‘Heavens, man, you’re as white as a sheet! Have you seen a ghost? Does Constantine walk—or Mouraki?’
‘Fifty ghosts would be a joke to what I’ve been through. My God, I never had such a time! What do you want? What did you call me for? I can’t stay. She’s waiting.’ For now I did not care; Denny and all Neopalia might know now.
‘Yes, but she must wait a little,’ he said. ‘You must come into the house and come upstairs.’
‘I can’t,’ I said obstinately. ‘I—I—I can’t, Denny.’
‘You must. Don’t be a fool, Charley. It’s important: the captain is waiting for you.’
His face seemed big with news. What it might be I could not tell, but the hint of it was enough to make me catch hold of him, crying, ‘What is it? I’ll come.’
‘That’s right. Come along.’ He turned and ran rapidly through the old hall and up the stairs. I followed him, my mind whirling through a cloud of possibilities.
The quiet business-like aspect of the room into which Denny led the way did something to sober me. I pulled myself together, seeking to hide my feelings under a mask of carelessness. The captain sat at the table with a mass of papers surrounding him. He appeared to be examining them, and, as he read, his lips curved in surprise or contempt.

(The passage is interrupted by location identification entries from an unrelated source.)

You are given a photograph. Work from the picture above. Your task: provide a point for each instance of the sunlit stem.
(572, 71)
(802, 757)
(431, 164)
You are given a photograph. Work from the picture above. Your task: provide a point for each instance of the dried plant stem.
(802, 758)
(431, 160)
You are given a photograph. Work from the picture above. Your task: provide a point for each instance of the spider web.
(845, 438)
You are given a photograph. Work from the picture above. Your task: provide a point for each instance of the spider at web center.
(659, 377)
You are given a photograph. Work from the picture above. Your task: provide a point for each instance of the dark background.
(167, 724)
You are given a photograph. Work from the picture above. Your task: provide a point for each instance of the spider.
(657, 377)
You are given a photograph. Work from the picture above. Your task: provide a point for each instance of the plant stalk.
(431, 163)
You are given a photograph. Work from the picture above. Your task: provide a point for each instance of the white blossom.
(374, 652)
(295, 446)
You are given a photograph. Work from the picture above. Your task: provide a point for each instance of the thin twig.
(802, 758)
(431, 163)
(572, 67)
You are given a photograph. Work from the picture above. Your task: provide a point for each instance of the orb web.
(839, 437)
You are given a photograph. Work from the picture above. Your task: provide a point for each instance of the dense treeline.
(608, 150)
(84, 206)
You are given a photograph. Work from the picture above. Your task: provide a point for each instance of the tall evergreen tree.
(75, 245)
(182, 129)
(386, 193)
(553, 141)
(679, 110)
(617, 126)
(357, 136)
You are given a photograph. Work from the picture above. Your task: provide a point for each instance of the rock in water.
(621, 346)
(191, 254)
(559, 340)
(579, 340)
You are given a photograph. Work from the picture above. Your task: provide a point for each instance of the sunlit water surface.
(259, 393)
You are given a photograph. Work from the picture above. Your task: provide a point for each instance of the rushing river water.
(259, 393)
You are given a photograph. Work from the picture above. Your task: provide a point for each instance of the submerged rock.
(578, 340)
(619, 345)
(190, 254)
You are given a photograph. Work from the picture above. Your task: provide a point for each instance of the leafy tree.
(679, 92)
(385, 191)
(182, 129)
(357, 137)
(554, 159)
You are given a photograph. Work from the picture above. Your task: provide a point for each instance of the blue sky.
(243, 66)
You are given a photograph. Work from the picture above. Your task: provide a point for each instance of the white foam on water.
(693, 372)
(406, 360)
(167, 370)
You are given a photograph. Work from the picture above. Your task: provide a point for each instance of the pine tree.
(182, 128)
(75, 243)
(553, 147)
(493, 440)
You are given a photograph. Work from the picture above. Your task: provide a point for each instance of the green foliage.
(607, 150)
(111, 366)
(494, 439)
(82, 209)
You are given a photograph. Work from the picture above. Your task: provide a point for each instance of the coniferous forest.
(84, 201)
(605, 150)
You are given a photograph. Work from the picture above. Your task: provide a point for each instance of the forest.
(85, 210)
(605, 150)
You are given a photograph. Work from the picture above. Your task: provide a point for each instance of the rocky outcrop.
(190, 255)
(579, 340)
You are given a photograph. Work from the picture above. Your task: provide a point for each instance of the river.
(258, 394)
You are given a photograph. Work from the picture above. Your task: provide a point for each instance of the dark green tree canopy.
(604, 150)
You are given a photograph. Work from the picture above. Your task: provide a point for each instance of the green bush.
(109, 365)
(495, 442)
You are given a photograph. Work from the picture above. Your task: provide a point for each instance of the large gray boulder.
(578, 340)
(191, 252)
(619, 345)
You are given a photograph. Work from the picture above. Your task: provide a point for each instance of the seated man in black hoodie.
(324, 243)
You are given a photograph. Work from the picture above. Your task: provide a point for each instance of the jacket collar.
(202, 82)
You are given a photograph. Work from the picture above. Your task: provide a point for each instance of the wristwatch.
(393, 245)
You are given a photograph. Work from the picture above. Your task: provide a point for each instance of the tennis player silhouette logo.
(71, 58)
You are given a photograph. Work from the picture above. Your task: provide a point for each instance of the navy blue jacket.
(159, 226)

‘This Mouraki was a cunning fellow,’ said he; ‘but if anyone had chanced to get hold of this box of his while he was alive he would not have enjoyed even so poor a post as he thought his governorship. Indeed, Lord Wheatley, had you been actually a party to his death, I think you need have feared nothing when some of these papers had found their way to the eyes of the Government. We’re well rid of him, indeed! But then, as I always say, these Armenians, though they’re clever dogs—’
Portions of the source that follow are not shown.